This project addresses an end-to-end text classification problem based on a Kaggle dataset. It features a pipeline built using Airflow and Feast (feature store) for preprocessing and feature generation. Training and hyperparameter tuning leverage tools like scikit-learn, PyTorch, Transformers, Hyperopt, and Llama.cpp. The best-performing model is packaged for reuse and deployed via FastAPI for predictions. Code quality and functionality are ensured using tox and GitHub Actions.
The dataset is from Quora Insincere Questions Classification.
Feast is used as the feature store, with SQLite serving as the online store.
Features are defined as shown in the example below:
question_entity = Entity(name='question_id',
join_keys=['id'],
value_type=ValueType.STRING,
description='A key to fetch features for each question.')
meta_features_file_source = FileSource(name='meta_features_file_source',
path='data/meta_features.parquet',
timestamp_field='event_timestamp')
meta_features = FeatureView(
name='meta_features_extracted_from_text',
entities=[question_entity],
ttl=timedelta(days=20),
schema=[
Field(name='num_words', dtype=Int32),
Field(name='num_unique_words', dtype=Int32),
Field(name='num_stop_words', dtype=Int32),
Field(name='num_title_case', dtype=Int32),
Field(name='ave_length_words', dtype=Float32),
Field(name='num_characters', dtype=Int32),
Field(name='num_punctuations', dtype=Int32)
],
source=meta_features_file_source,
online=True
)
The image below illustrates the feature engineering pipeline:
The feature engineering pipeline is implemented with Apache Airflow to orchestrate four DAGs for preprocessing, cleaning, and feature generation, along with a dedicated DAG for registering features in Feast (feature store).
Key components and features:
- Data Processing: Utilizes pandas, NLTK, and sentence-transformers for text preprocessing and feature extraction.
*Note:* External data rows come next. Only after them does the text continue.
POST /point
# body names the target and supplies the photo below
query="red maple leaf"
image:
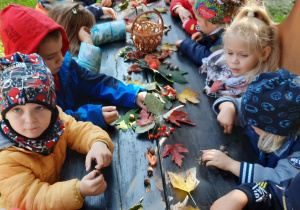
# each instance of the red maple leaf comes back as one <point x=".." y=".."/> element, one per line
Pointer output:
<point x="164" y="54"/>
<point x="134" y="68"/>
<point x="145" y="118"/>
<point x="152" y="61"/>
<point x="152" y="159"/>
<point x="175" y="151"/>
<point x="179" y="116"/>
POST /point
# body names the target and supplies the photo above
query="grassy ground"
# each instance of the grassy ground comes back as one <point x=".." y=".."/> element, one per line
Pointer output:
<point x="279" y="9"/>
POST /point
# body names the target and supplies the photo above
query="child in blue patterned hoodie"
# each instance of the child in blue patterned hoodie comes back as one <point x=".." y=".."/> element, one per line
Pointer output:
<point x="269" y="113"/>
<point x="84" y="35"/>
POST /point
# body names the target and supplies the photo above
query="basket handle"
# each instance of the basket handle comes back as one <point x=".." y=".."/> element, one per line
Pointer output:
<point x="143" y="13"/>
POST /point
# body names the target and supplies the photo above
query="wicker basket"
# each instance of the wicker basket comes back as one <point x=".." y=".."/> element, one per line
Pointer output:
<point x="147" y="35"/>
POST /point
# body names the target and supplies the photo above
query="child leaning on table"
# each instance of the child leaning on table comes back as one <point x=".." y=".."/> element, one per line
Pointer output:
<point x="211" y="15"/>
<point x="84" y="35"/>
<point x="29" y="31"/>
<point x="35" y="134"/>
<point x="266" y="195"/>
<point x="269" y="113"/>
<point x="251" y="47"/>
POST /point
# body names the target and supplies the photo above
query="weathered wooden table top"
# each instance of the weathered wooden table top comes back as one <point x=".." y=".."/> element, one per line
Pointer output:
<point x="125" y="176"/>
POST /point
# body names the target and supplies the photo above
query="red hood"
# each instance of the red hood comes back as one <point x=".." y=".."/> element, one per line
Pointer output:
<point x="23" y="28"/>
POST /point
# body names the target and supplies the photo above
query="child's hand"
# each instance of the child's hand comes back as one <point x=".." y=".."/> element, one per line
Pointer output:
<point x="92" y="185"/>
<point x="235" y="199"/>
<point x="197" y="37"/>
<point x="140" y="99"/>
<point x="183" y="13"/>
<point x="84" y="35"/>
<point x="110" y="114"/>
<point x="227" y="116"/>
<point x="100" y="153"/>
<point x="104" y="3"/>
<point x="177" y="44"/>
<point x="109" y="12"/>
<point x="220" y="160"/>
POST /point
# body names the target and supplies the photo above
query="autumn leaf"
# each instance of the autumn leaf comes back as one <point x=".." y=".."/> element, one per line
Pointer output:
<point x="169" y="47"/>
<point x="189" y="207"/>
<point x="152" y="61"/>
<point x="146" y="118"/>
<point x="161" y="9"/>
<point x="188" y="95"/>
<point x="178" y="182"/>
<point x="164" y="54"/>
<point x="134" y="68"/>
<point x="179" y="116"/>
<point x="152" y="159"/>
<point x="175" y="150"/>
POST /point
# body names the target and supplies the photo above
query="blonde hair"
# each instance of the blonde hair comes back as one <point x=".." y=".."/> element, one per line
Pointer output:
<point x="269" y="142"/>
<point x="254" y="26"/>
<point x="72" y="16"/>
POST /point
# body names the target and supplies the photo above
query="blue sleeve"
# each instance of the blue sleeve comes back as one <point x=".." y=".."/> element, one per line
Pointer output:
<point x="108" y="32"/>
<point x="89" y="112"/>
<point x="89" y="57"/>
<point x="96" y="10"/>
<point x="194" y="50"/>
<point x="101" y="86"/>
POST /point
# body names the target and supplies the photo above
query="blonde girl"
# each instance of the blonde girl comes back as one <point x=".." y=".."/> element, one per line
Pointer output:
<point x="269" y="113"/>
<point x="84" y="35"/>
<point x="251" y="47"/>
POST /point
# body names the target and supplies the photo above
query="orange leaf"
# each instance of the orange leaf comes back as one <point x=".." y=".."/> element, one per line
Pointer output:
<point x="175" y="150"/>
<point x="151" y="158"/>
<point x="152" y="61"/>
<point x="188" y="95"/>
<point x="179" y="116"/>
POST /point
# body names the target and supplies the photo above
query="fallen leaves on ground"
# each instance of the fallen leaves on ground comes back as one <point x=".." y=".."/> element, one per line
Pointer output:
<point x="179" y="116"/>
<point x="188" y="95"/>
<point x="152" y="159"/>
<point x="146" y="118"/>
<point x="152" y="61"/>
<point x="175" y="150"/>
<point x="178" y="182"/>
<point x="134" y="68"/>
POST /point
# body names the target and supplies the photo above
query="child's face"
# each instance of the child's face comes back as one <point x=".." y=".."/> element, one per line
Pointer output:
<point x="51" y="53"/>
<point x="239" y="59"/>
<point x="29" y="120"/>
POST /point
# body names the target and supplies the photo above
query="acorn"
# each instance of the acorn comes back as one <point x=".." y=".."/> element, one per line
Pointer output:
<point x="131" y="117"/>
<point x="150" y="171"/>
<point x="151" y="150"/>
<point x="146" y="181"/>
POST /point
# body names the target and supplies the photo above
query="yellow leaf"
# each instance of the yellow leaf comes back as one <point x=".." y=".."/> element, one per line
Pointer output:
<point x="188" y="95"/>
<point x="178" y="182"/>
<point x="189" y="207"/>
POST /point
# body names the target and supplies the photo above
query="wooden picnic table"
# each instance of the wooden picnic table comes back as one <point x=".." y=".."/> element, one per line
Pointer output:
<point x="125" y="176"/>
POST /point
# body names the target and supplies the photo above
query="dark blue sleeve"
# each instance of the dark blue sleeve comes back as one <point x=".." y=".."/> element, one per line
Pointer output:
<point x="194" y="50"/>
<point x="96" y="10"/>
<point x="101" y="86"/>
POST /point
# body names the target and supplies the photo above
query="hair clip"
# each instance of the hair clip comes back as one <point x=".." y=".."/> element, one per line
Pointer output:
<point x="74" y="11"/>
<point x="250" y="14"/>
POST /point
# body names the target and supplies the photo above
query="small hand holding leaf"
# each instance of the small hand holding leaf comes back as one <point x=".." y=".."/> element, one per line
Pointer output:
<point x="175" y="150"/>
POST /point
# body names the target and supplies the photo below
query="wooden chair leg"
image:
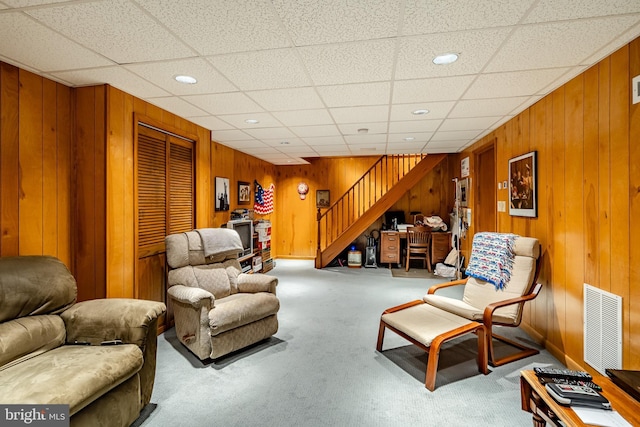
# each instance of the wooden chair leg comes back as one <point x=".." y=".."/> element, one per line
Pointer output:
<point x="380" y="336"/>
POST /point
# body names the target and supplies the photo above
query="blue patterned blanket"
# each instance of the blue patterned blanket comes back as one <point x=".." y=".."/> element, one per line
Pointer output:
<point x="492" y="258"/>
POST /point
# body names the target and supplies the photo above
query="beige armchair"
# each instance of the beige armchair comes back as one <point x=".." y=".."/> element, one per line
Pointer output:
<point x="217" y="309"/>
<point x="436" y="319"/>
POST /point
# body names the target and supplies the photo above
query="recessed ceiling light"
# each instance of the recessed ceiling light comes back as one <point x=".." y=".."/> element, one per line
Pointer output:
<point x="446" y="58"/>
<point x="186" y="79"/>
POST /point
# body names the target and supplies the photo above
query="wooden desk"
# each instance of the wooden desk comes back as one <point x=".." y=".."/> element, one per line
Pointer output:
<point x="535" y="399"/>
<point x="391" y="243"/>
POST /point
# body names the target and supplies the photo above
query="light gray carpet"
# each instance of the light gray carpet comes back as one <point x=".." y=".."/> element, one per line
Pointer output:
<point x="322" y="369"/>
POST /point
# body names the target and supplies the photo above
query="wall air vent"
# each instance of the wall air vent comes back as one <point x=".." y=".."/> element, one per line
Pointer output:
<point x="602" y="329"/>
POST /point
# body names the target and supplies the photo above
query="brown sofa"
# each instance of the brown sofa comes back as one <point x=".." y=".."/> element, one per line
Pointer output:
<point x="96" y="356"/>
<point x="217" y="309"/>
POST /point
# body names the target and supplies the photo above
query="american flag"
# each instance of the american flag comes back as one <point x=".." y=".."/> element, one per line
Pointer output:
<point x="263" y="203"/>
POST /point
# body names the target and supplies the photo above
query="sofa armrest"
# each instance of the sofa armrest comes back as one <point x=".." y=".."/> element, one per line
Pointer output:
<point x="257" y="282"/>
<point x="100" y="320"/>
<point x="196" y="297"/>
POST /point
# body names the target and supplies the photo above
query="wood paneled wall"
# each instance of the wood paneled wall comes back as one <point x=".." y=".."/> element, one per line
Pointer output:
<point x="296" y="218"/>
<point x="586" y="135"/>
<point x="35" y="165"/>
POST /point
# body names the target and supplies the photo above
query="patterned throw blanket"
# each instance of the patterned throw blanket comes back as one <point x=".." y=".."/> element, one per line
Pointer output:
<point x="492" y="258"/>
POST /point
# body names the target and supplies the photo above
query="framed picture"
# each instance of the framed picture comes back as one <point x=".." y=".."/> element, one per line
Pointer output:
<point x="523" y="194"/>
<point x="244" y="193"/>
<point x="463" y="192"/>
<point x="322" y="199"/>
<point x="222" y="194"/>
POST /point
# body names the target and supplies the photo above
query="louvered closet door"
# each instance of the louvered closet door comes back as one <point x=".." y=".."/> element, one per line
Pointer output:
<point x="165" y="197"/>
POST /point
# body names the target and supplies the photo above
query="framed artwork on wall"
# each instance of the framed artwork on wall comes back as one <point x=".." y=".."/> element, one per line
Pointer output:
<point x="222" y="194"/>
<point x="244" y="193"/>
<point x="322" y="199"/>
<point x="463" y="192"/>
<point x="523" y="194"/>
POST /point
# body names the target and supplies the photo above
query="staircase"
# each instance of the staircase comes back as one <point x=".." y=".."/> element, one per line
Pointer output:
<point x="367" y="200"/>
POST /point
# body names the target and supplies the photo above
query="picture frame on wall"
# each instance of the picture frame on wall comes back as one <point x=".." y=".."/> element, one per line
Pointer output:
<point x="222" y="193"/>
<point x="523" y="192"/>
<point x="463" y="191"/>
<point x="244" y="193"/>
<point x="322" y="199"/>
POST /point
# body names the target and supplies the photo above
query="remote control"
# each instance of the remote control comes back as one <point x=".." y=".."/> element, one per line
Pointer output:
<point x="566" y="381"/>
<point x="563" y="373"/>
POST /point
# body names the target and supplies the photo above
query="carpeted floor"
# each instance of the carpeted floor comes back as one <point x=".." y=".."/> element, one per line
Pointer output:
<point x="322" y="369"/>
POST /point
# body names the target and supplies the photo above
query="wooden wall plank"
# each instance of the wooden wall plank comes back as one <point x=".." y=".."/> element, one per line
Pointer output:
<point x="9" y="160"/>
<point x="634" y="212"/>
<point x="31" y="159"/>
<point x="574" y="217"/>
<point x="620" y="179"/>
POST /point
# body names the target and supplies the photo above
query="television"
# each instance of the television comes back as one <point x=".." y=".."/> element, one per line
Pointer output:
<point x="244" y="227"/>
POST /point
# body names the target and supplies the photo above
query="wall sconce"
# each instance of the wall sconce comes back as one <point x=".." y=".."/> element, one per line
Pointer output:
<point x="303" y="189"/>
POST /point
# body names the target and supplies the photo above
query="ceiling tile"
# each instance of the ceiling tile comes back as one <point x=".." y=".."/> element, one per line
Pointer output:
<point x="211" y="122"/>
<point x="304" y="117"/>
<point x="270" y="133"/>
<point x="115" y="76"/>
<point x="486" y="107"/>
<point x="324" y="140"/>
<point x="437" y="110"/>
<point x="116" y="29"/>
<point x="414" y="126"/>
<point x="418" y="138"/>
<point x="352" y="95"/>
<point x="40" y="47"/>
<point x="312" y="22"/>
<point x="422" y="17"/>
<point x="553" y="10"/>
<point x="416" y="54"/>
<point x="272" y="69"/>
<point x="469" y="123"/>
<point x="455" y="135"/>
<point x="219" y="26"/>
<point x="287" y="99"/>
<point x="229" y="135"/>
<point x="163" y="73"/>
<point x="265" y="120"/>
<point x="518" y="83"/>
<point x="430" y="90"/>
<point x="311" y="131"/>
<point x="353" y="128"/>
<point x="225" y="103"/>
<point x="552" y="47"/>
<point x="375" y="113"/>
<point x="357" y="62"/>
<point x="378" y="138"/>
<point x="177" y="106"/>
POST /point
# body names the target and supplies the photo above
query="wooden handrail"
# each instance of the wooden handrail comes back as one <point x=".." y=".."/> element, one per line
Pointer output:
<point x="370" y="188"/>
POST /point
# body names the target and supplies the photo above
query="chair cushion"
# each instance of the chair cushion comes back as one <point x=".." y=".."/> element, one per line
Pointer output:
<point x="73" y="375"/>
<point x="241" y="309"/>
<point x="424" y="322"/>
<point x="31" y="285"/>
<point x="27" y="337"/>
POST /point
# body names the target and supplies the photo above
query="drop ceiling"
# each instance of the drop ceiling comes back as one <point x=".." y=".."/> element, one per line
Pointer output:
<point x="322" y="78"/>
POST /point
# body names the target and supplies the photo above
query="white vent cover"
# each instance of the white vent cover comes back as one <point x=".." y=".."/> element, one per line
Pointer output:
<point x="602" y="329"/>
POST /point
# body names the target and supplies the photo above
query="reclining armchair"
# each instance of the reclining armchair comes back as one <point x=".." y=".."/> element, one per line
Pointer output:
<point x="217" y="308"/>
<point x="503" y="270"/>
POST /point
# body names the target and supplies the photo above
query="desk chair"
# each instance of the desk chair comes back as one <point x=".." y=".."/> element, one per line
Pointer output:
<point x="419" y="245"/>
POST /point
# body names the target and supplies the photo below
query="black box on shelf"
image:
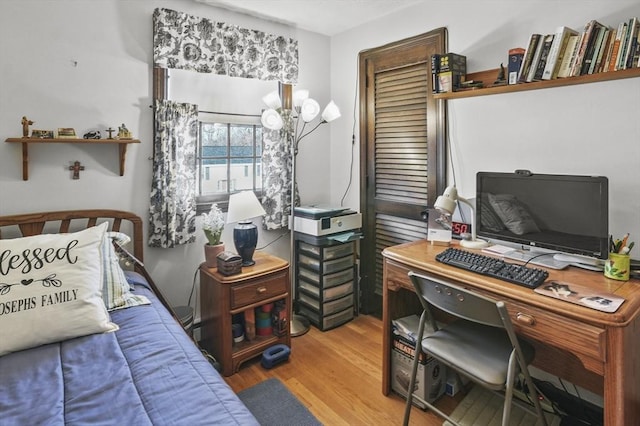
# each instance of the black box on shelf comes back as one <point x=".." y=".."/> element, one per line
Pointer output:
<point x="516" y="55"/>
<point x="451" y="71"/>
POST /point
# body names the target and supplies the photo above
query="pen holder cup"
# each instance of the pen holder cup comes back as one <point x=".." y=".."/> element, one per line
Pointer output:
<point x="617" y="266"/>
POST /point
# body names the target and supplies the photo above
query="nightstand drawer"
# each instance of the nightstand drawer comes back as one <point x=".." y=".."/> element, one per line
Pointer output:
<point x="256" y="291"/>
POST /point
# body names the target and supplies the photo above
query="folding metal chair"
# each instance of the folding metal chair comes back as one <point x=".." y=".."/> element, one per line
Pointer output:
<point x="479" y="344"/>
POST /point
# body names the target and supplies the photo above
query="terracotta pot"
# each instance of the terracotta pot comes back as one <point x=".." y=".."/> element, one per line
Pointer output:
<point x="210" y="254"/>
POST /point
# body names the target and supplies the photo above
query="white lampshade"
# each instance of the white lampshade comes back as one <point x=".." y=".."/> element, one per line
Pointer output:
<point x="446" y="203"/>
<point x="244" y="206"/>
<point x="331" y="112"/>
<point x="272" y="100"/>
<point x="309" y="110"/>
<point x="299" y="97"/>
<point x="271" y="119"/>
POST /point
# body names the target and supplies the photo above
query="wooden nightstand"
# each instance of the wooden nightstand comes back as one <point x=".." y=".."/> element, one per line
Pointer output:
<point x="223" y="297"/>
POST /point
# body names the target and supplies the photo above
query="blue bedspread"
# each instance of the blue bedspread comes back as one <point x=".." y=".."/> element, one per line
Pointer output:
<point x="147" y="373"/>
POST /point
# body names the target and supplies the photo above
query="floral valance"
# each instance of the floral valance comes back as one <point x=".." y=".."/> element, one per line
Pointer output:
<point x="183" y="41"/>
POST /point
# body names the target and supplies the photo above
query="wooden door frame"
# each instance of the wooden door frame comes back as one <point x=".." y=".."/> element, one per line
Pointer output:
<point x="366" y="129"/>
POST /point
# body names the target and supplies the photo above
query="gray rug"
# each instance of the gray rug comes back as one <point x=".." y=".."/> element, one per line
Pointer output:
<point x="272" y="404"/>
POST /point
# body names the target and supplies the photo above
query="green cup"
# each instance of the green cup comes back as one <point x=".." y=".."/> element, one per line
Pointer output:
<point x="617" y="266"/>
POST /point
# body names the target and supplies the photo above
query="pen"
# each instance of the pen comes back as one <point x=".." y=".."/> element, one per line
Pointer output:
<point x="623" y="244"/>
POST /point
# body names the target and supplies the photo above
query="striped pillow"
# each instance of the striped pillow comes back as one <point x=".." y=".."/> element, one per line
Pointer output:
<point x="116" y="292"/>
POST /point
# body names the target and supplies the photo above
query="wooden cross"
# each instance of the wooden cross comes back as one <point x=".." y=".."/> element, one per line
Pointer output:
<point x="76" y="169"/>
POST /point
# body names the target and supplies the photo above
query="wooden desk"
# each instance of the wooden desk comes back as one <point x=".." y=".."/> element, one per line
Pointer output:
<point x="595" y="350"/>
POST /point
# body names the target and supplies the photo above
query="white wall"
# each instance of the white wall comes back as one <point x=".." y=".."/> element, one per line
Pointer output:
<point x="588" y="129"/>
<point x="87" y="65"/>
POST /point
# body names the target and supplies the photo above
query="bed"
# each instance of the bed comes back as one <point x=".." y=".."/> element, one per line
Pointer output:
<point x="69" y="356"/>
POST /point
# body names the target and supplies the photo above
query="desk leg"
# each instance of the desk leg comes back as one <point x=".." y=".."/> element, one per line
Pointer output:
<point x="622" y="376"/>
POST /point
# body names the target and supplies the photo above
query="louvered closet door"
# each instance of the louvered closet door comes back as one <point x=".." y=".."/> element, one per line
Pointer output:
<point x="401" y="161"/>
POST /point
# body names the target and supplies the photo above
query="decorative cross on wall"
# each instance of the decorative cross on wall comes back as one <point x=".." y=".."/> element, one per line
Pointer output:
<point x="76" y="169"/>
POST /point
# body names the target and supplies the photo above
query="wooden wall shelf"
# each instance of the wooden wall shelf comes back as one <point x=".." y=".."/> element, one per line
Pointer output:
<point x="490" y="75"/>
<point x="122" y="148"/>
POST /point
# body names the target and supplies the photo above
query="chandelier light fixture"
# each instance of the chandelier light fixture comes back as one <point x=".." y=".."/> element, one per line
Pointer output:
<point x="293" y="122"/>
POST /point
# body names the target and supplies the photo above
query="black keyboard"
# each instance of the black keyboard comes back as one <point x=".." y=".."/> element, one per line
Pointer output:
<point x="493" y="267"/>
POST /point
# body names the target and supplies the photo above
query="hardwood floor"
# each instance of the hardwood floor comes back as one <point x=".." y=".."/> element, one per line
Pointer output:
<point x="337" y="375"/>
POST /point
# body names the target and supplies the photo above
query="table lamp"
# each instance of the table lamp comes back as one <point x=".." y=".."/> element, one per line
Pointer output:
<point x="446" y="204"/>
<point x="243" y="207"/>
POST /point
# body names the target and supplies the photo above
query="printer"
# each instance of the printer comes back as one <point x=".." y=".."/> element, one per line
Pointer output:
<point x="320" y="221"/>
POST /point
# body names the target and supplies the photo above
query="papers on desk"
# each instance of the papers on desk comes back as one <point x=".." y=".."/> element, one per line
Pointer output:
<point x="579" y="295"/>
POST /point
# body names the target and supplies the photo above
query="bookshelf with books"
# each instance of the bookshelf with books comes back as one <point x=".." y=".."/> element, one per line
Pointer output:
<point x="595" y="53"/>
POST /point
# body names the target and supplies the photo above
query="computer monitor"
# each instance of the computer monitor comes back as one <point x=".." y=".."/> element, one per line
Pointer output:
<point x="545" y="213"/>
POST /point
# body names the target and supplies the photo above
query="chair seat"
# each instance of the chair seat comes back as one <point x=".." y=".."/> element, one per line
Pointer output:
<point x="475" y="350"/>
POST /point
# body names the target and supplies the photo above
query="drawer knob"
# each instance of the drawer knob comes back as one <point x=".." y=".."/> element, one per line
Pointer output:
<point x="525" y="319"/>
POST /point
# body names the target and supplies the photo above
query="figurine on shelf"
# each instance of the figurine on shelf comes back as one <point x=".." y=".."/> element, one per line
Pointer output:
<point x="94" y="134"/>
<point x="123" y="132"/>
<point x="25" y="126"/>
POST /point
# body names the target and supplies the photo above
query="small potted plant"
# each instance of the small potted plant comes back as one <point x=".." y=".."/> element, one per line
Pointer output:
<point x="212" y="225"/>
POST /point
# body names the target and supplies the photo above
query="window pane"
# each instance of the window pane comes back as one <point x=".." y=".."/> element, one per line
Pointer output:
<point x="213" y="164"/>
<point x="230" y="159"/>
<point x="241" y="170"/>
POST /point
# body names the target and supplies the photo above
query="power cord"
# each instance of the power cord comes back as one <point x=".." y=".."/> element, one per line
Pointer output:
<point x="353" y="140"/>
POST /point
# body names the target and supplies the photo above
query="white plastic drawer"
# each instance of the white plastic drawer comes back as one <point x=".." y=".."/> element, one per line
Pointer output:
<point x="328" y="307"/>
<point x="329" y="280"/>
<point x="328" y="252"/>
<point x="328" y="293"/>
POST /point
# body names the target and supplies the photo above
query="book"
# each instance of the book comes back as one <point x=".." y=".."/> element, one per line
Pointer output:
<point x="620" y="34"/>
<point x="547" y="42"/>
<point x="556" y="53"/>
<point x="528" y="57"/>
<point x="516" y="55"/>
<point x="586" y="39"/>
<point x="250" y="324"/>
<point x="590" y="48"/>
<point x="534" y="62"/>
<point x="634" y="28"/>
<point x="635" y="60"/>
<point x="606" y="61"/>
<point x="435" y="69"/>
<point x="597" y="47"/>
<point x="604" y="48"/>
<point x="624" y="45"/>
<point x="567" y="59"/>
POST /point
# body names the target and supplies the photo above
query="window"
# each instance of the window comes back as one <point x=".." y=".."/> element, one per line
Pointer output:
<point x="229" y="160"/>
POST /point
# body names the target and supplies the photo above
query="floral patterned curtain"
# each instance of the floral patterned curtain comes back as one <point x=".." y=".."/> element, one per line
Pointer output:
<point x="276" y="190"/>
<point x="173" y="206"/>
<point x="188" y="42"/>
- Data Quality Checks (Each DAG performs validations, including checks for):
- Row count and column constraints
- Minimum and null values
- Presence of required columns
- Error Handling and Alerts: Automatic email notifications are triggered upon pipeline failure.
- Monitoring and Logging:
- Grafana, Prometheus, and StatsD are integrated to monitor pipeline health and performance metrics.
- A custom logging captures detailed process logs and stored locally.
To streamline training and experimentation, a custom module was developed with inspiration from the Factory Method design pattern.
While not all aspects strictly adhere to the pattern, the module is designed to make it easier to scale and add new components,
allowing experiments to be configured through a single configuration file that specifies parameters and feature store settings.
Currently Supported Methods and Features:
- Preprocessing: StandardScaler
- Models:
- Logistic Regression
- Random Forest
- XGBoost
- DistilBERT (via Transformers and PyTorch)
- Few-Shot Classification: Experimented with Meta-Llama-3-8B-Instruct locally using llama.cpp.
- Hyperparameter Optimization:
- Random Search
- Hyperopt
After experimentation, the best model is trained on the complete dataset for production use.
MLflow is integrated throughout the experimentation process for seamless tracking of experiments, parameters, and results.
For experimentation, you simply need to modify the configuration file in run_experiment.py.
For example, the following setup will:
Train an XGBoost model, tune its parameters using the Hyperopt library, and apply StandardScaler for preprocessing. Retrieve the specified features from Feast for model training.
Note: The values used in this example are arbitrary and are intended solely for showcasing the process.
if __name__ == "__main__":
configs = {
'experiment_name': 'xgboost_experiment',
'train_with_tuning': True,
'model_name': 'xgboost',
'preprocessor_method': 'standard_scaler',
'tuning_method': 'hyperopt',
'model_params': {
'max_depth': hp.choice("max_depth", np.arange(1,20,1,dtype=int)),
'eta': hp.uniform("eta", 0, 1),
'gamma': hp.uniform("gamma", 0, 10e1),
'colsample_bytree': hp.uniform("colsample_bytree", 0.5,1),
'colsample_bynode': hp.uniform("colsample_bynode", 0.5,1),
'colsample_bylevel': hp.uniform("colsample_bylevel", 0.5,1),
'n_estimators': hp.choice("n_estimators", np.arange(100,1000,10,dtype='int')),
'seed' : 44
}}
features = ["meta_features_extracted_from_text:num_words",
"meta_features_extracted_from_text:num_unique_words",
"meta_features_extracted_from_text:num_stop_words",
"meta_features_extracted_from_text:num_title_case",
"meta_features_extracted_from_text:ave_length_words",
"meta_features_extracted_from_text:num_characters",
]
run(configs, features)
Once the best model is trained, it is converted into a reusable package for seamless deployment in production.
The same pipeline used for training is leveraged for making predictions, ensuring consistency and reliability.
Testing and Code Quality
- Testing: The package is tested using pytest to ensure functionality.
- Code Quality: Tools like flake8, isort, and mypy are used for linting, sorting imports, and type checking, respectively.
- Automation: tox is utilized to automate testing and enforce code quality standards across environments.
Configuration files used to build the package can be found here.
To install the package locally, navigate to the directory containing setup.py and run the following command: pip install -e .
For more information regarding building and publishing the package, visit here. The following commands are described there:
py -m pip install --upgrade pip
py -m pip install --upgrade build
py -m build
After building the model package, prediction endpoints were developed using FastAPI to serve the model in production. These endpoints can be found here.
The CI pipeline is triggered on both push and pull request events to test multiple components, such as inference and serving API deployments.
Currently it just runs tox for code quality for inference and serving API.